Z nową płytą na horyzoncie The Cure wydłużają trasę na 2019 rok
Robert Smith jakiś czas temu potwierdził, że zespół poza pracą nad nową płytą ruszy w przyszłym roku w trasę i wiele wskazuje na to, że będą headlinerem około 20 festiwali, a większość z nich odbędzie się w Europie.
Początek już 16 marca w Johannesburgu w Afryce, a do Europy wjadą 8 czerwca pokazując się na koncertach w ramach Malahide Castle w Dublinie, później Florencja, następnie od 21 do 23 czerwca - m.in. obok Foo Fighters - zaprezentują się w ramach festiwali Hurricane oraz Soutside w Niemczech, ale warto też zwrócić uwagę na występ w Ostrawie 18 lipca.
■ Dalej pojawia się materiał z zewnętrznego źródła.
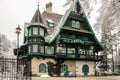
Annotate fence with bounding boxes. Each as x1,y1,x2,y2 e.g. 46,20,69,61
0,58,31,80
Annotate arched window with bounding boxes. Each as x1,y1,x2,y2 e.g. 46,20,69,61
61,64,68,72
39,63,46,73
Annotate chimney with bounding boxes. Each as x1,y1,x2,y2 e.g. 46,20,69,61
46,2,52,13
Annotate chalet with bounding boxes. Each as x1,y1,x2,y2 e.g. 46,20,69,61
14,0,103,77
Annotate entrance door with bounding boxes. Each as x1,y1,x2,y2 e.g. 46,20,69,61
82,65,89,76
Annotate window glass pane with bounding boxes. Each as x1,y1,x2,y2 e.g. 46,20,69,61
57,47,62,53
39,63,46,73
40,46,44,53
32,45,38,52
68,48,75,54
62,47,66,53
29,28,31,36
89,50,93,55
40,28,44,36
76,21,80,28
48,22,54,28
79,49,85,55
72,21,76,28
45,46,54,54
72,20,80,28
28,46,31,53
33,27,38,34
61,64,68,72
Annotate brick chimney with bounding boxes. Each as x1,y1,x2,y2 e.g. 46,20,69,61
46,2,52,13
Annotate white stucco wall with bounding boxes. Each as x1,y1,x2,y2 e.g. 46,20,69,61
76,61,95,76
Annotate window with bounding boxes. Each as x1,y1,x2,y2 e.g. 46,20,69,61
57,47,62,53
39,63,46,73
57,47,66,53
68,48,75,54
40,28,44,36
61,64,68,73
45,46,54,54
82,65,89,73
29,28,31,36
32,45,38,52
28,45,31,53
48,22,54,28
79,49,85,55
72,20,80,28
47,19,54,28
40,46,44,54
33,27,38,35
89,50,93,55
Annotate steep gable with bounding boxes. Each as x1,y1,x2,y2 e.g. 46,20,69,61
45,0,104,51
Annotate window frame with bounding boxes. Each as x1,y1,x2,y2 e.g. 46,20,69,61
39,63,46,73
71,20,80,29
61,64,68,73
32,27,39,35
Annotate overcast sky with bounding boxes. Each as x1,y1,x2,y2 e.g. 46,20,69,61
0,0,67,44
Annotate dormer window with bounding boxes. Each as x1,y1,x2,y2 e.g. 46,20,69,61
72,20,80,29
47,19,54,28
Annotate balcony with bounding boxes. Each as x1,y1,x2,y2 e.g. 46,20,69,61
55,53,102,61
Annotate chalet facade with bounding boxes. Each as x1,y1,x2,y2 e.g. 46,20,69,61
15,0,103,76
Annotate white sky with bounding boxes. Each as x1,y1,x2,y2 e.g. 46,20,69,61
0,0,67,44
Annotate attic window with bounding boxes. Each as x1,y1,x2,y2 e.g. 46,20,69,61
47,19,54,28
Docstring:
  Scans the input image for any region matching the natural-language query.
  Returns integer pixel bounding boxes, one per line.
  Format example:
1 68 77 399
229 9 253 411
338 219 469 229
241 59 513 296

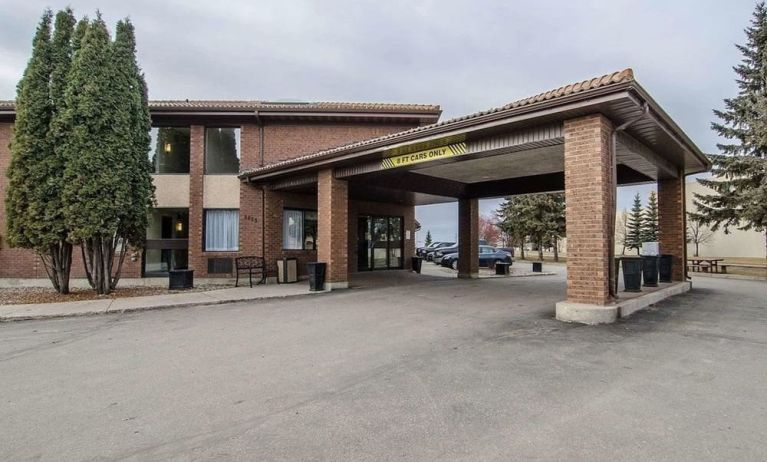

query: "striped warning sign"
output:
381 143 466 169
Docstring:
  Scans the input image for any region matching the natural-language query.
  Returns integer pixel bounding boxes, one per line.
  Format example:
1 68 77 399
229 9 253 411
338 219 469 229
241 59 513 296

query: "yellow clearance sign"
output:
381 143 466 169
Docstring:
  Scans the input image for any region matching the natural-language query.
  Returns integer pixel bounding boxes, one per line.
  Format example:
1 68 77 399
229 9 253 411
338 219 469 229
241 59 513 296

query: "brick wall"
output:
658 173 687 281
264 123 417 164
564 114 614 305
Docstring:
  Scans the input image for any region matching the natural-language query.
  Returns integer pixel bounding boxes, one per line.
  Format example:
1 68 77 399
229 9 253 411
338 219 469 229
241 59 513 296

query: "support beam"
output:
458 199 479 279
557 114 615 314
317 169 349 290
658 172 687 282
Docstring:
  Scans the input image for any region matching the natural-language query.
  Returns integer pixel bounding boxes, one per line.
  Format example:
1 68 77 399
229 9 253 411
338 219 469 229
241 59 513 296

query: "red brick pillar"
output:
189 125 208 277
458 199 479 279
658 173 687 281
317 169 349 289
564 114 615 305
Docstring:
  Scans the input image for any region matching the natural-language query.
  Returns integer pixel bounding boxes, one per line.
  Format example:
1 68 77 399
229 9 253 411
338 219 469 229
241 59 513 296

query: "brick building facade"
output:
0 101 440 278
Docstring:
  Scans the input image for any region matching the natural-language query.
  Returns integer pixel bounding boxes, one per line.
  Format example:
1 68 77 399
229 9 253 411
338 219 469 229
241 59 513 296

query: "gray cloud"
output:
0 0 754 244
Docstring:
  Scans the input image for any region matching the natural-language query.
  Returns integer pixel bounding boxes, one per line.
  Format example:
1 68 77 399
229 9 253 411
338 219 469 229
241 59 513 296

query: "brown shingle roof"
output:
149 100 440 114
240 68 634 177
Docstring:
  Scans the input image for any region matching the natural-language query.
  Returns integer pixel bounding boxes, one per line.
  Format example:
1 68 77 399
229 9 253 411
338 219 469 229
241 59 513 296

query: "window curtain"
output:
205 210 240 252
282 210 304 249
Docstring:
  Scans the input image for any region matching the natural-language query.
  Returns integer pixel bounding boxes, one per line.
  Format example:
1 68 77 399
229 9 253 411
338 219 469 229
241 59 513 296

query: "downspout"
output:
608 101 650 298
253 110 266 259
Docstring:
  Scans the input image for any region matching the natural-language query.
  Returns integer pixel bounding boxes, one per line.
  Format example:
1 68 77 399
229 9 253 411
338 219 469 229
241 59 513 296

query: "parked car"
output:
440 245 514 270
426 244 458 263
415 242 453 258
426 239 487 263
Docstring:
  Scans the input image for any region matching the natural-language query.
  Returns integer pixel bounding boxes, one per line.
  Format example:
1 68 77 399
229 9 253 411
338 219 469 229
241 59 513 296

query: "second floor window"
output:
205 127 240 175
149 127 189 174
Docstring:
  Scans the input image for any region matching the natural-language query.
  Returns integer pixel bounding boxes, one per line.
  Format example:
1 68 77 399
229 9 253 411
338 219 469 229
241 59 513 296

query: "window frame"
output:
201 207 240 253
147 124 192 176
282 207 320 252
202 125 242 174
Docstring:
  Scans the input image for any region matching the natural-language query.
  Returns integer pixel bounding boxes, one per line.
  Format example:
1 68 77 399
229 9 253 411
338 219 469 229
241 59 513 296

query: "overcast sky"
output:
0 0 754 244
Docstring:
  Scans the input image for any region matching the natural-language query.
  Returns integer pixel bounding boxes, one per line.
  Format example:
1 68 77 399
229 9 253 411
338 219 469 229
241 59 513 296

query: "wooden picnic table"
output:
687 257 724 273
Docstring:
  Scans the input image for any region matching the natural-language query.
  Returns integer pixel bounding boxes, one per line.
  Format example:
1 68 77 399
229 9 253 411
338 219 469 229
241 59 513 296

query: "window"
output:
282 209 317 250
205 128 240 175
205 209 240 252
143 208 189 276
149 127 189 174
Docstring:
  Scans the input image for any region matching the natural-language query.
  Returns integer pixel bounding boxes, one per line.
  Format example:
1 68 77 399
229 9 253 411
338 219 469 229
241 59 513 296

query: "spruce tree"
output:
642 191 658 242
61 15 152 294
692 3 767 258
6 9 75 294
626 193 644 255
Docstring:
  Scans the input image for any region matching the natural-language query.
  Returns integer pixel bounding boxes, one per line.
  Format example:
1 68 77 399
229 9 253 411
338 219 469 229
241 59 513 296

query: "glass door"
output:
357 215 404 271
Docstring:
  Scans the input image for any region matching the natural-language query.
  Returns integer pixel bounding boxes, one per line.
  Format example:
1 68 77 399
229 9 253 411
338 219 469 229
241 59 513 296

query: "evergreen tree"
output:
626 193 644 255
692 3 767 258
6 9 75 294
642 191 659 242
61 15 153 294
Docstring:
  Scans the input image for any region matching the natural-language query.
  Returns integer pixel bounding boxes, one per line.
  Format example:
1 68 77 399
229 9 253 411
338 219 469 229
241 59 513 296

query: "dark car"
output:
426 244 458 263
440 245 513 269
415 242 453 258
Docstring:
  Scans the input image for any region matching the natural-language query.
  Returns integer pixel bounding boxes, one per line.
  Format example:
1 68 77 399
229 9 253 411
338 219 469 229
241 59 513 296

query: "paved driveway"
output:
0 275 767 461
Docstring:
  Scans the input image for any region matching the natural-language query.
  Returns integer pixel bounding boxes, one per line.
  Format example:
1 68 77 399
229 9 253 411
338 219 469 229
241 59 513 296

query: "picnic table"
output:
687 257 724 273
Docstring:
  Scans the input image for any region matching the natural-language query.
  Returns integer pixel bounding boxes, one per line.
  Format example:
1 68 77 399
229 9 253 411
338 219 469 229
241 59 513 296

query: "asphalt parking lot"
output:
0 274 767 461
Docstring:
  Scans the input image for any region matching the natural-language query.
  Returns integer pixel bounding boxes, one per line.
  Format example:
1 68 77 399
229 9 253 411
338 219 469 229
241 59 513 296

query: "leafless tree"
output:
687 213 714 257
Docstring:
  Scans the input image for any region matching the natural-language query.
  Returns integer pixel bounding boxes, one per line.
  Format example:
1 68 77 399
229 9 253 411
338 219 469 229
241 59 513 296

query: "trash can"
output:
658 254 673 282
642 255 658 287
306 262 327 292
277 258 298 284
410 257 423 274
168 269 194 290
621 257 642 292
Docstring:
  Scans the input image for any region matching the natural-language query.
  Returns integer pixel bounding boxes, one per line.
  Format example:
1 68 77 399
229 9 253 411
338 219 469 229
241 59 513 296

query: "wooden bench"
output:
687 263 711 273
234 257 266 287
719 263 767 274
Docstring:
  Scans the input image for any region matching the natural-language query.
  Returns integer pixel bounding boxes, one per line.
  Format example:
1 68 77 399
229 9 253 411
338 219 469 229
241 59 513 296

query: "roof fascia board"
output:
241 88 630 181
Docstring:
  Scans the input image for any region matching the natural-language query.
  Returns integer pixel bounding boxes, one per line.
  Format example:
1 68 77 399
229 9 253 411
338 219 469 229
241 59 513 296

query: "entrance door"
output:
357 215 403 271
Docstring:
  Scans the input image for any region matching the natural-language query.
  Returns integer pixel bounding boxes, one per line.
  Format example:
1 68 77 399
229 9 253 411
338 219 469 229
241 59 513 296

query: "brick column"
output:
458 199 479 279
658 173 687 282
189 125 208 277
564 114 615 305
317 169 349 289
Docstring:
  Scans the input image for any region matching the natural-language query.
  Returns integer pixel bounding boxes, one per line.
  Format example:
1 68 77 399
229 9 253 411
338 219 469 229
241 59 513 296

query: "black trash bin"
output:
410 257 423 274
168 269 194 290
621 257 642 292
658 254 673 282
306 262 327 292
642 255 658 287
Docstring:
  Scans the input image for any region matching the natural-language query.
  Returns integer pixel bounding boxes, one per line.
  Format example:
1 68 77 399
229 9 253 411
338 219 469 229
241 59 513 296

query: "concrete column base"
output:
556 282 692 325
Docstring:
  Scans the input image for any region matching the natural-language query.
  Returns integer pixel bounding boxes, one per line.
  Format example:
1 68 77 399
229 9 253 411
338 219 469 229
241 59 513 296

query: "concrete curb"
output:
0 290 330 323
556 281 692 325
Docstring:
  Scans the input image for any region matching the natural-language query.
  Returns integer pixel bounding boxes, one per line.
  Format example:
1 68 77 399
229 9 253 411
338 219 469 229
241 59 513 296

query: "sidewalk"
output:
0 283 323 322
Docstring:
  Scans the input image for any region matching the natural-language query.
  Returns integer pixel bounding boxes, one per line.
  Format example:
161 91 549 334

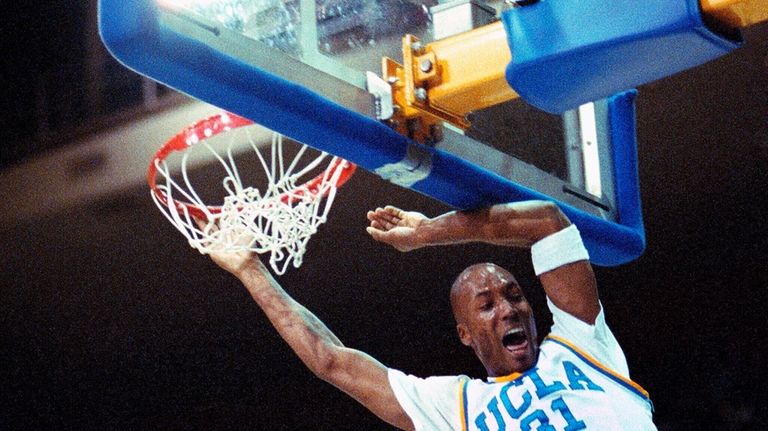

Robert Smith i The Cure upamiętnili właśnie 40-lecie wspólnego grania w trakcie specjalnego lipcowego koncertu w londyńskim Hyde Parku, a cztery dekady od wydania debiutanckiego singla „Killing An Arab” wspominali z nimi na scenie m.in. Interpol, Goldfrapp, Editors, Ride oraz Slowdive.
Wcześniej na koncercie Meltdown, którego kuratorem był Robert Smith, przedstawili też nowe nagrania ‘It Can Never Be the Same’ oraz ‘Step Into the Light', które najprawdopodobniej trafią na przygotowywaną płytę.
W trakcie Meltdown w hołdzie The Cure fantastyczne wersje nagrań z ich repertuaru przedstawili Deftones, proponując ‘If Only Tonight We Could Sleep‘, Manic Street Preachers wykonali ‘In Between Days‘, Placebo zaproponowali ‘Let’s Go To Bed‘, a The Libertines bardzo inspirująco wykonali ‘Boys Don’t Cry‘, co potwierdza jak ważny dla młodszego pokolenia jest repertuar twórców 'Lovecats'.
- Kilka demo mam już przygotowanych, jedne są lepsze, inne gorsze jak to zwykle bywa, ale czuję, że nagrywanie sprawia mi ogromną radość, a to zwykle sprzyja tworzeniu bardziej wartościowych rzeczy - mówił jeszcze w kwietniu w rozmowie z Mattem Everittem z BBC.
Poza koncertami w przyszłym roku The Cure mają też w planach jakieś szczególne upamiętnienie swojej emblematycznej płyty ‘Disintegration’ wydanej w 1989 roku. Na razie nie zdradzają co to będzie.